Apilocrocis albicupralis

Scientific classification
- Kingdom: Animalia
- Phylum: Arthropoda
- Class: Insecta
- Order: Lepidoptera
- Family: Crambidae
- Genus: Apilocrocis
- Species: A. albicupralis
- Binomial name: Apilocrocis albicupralis (Hampson, 1918)
- Synonyms: Sylepta albicupralis Hampson, 1918;

= Apilocrocis albicupralis =

- Authority: (Hampson, 1918)
- Synonyms: Sylepta albicupralis Hampson, 1918

Species of moth

Apilocrocis albicupralis is a moth in the family Crambidae. It was described by George Hampson in 1918. It is found in Peru.

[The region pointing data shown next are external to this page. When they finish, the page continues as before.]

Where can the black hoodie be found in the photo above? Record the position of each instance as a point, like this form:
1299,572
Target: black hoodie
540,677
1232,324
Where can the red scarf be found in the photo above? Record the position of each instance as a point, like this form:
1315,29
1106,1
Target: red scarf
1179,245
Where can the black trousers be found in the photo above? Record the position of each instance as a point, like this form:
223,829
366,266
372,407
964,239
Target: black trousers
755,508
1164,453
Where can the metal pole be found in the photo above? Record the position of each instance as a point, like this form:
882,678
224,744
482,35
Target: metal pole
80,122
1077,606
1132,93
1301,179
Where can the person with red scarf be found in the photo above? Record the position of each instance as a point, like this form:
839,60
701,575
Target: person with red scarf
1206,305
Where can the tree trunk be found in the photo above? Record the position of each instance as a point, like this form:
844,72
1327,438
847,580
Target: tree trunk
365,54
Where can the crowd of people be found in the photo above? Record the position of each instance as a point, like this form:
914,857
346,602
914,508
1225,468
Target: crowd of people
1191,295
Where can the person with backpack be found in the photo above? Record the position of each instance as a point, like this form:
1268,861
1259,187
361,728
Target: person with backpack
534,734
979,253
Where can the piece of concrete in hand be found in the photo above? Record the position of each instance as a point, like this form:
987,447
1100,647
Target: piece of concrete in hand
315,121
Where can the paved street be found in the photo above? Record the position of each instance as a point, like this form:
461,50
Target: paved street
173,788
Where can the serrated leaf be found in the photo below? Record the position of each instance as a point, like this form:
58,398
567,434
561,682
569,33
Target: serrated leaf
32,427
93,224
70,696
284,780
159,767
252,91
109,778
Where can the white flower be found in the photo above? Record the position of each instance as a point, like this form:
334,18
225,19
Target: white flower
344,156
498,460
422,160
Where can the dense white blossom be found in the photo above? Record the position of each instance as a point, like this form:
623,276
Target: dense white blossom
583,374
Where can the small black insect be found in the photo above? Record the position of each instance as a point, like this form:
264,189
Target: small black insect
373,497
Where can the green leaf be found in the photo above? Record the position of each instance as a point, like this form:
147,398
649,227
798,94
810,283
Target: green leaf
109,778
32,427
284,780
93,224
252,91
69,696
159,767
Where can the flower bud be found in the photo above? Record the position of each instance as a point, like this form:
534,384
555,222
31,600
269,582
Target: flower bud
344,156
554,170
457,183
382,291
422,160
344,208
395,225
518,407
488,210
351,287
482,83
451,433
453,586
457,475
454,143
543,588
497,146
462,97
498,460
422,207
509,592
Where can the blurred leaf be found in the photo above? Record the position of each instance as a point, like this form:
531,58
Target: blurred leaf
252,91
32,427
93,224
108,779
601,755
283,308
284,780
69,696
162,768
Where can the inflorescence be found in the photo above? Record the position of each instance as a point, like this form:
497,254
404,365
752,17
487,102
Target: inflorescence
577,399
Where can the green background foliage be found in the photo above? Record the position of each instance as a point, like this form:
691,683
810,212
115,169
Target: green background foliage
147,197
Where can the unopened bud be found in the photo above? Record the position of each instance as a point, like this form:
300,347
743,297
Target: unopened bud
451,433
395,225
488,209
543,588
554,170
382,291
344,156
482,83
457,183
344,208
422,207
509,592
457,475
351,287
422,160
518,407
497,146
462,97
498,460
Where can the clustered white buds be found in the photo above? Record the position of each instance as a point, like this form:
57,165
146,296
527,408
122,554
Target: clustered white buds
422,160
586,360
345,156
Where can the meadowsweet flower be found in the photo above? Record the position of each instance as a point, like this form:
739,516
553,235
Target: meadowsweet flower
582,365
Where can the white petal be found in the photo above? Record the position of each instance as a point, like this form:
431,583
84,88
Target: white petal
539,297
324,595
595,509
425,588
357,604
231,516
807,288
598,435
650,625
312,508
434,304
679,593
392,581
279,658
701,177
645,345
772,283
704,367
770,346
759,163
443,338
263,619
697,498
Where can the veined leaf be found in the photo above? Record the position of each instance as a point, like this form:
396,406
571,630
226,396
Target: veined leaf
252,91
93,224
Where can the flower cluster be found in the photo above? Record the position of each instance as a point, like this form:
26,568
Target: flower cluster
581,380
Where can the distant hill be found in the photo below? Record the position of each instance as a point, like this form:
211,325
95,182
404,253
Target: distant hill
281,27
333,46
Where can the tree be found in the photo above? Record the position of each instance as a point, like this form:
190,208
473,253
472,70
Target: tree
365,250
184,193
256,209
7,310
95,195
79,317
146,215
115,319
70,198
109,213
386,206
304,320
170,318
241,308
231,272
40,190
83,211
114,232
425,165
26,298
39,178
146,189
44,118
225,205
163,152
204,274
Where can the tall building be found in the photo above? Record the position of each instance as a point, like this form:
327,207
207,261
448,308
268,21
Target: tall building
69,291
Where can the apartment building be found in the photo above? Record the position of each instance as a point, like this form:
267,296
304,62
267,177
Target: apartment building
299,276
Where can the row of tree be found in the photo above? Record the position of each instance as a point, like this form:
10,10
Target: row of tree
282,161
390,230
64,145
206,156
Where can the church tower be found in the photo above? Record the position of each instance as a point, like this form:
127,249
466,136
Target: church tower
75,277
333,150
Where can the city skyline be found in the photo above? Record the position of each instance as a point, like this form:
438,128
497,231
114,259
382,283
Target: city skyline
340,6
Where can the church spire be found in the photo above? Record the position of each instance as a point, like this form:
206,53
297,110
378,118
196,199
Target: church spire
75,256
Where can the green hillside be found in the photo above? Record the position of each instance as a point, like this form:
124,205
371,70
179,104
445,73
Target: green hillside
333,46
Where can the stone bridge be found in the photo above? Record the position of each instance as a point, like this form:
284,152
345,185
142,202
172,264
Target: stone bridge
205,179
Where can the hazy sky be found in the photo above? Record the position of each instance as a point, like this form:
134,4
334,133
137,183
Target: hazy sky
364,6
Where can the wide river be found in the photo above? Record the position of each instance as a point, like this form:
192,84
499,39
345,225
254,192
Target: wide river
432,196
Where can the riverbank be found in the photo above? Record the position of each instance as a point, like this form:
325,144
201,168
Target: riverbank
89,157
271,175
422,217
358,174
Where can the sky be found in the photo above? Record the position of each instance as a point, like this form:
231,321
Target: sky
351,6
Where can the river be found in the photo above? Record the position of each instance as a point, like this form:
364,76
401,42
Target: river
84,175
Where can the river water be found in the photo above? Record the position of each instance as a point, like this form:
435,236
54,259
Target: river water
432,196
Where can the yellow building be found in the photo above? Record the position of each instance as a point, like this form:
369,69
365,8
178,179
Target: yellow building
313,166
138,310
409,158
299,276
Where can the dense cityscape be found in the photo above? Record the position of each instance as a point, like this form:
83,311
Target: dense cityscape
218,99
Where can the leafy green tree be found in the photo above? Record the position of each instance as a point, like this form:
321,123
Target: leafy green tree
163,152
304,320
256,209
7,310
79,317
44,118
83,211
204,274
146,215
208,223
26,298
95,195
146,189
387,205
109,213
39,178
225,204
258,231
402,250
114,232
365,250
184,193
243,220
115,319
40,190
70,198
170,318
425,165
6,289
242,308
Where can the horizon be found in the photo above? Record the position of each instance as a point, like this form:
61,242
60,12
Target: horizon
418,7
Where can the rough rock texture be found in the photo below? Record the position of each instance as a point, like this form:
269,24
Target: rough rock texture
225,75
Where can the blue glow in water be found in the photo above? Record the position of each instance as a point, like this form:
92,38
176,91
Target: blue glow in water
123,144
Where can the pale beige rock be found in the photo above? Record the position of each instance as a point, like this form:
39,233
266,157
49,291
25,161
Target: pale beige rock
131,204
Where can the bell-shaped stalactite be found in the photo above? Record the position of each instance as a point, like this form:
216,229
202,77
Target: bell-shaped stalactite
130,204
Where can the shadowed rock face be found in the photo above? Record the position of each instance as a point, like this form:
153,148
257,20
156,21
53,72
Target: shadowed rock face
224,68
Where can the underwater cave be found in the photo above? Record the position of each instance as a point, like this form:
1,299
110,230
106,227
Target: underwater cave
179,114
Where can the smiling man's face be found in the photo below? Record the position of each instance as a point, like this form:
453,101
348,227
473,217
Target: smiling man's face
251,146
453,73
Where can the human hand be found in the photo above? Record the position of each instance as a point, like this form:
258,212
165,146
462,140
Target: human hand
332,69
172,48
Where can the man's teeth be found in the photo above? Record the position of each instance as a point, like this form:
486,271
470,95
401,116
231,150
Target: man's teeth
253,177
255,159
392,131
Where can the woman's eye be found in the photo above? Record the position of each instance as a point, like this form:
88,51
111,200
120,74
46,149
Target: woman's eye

The wingspan is about 30 mm. The forewings are red brown with a cupreous gloss. There is a small white mark at the base and subbasal white spots on the costa and in the cell. There is a white patch on the basal part of the inner margin. There is a terminal series of minute triangular white spots. The hindwings are white, the veins slightly striated with brown and there is some reddish-brown suffusion beyond the lower angle of the cell and on the inner margin before the almost straight reddish-brown postmedial line. The terminal area is pale reddish brown with a cupreous gloss.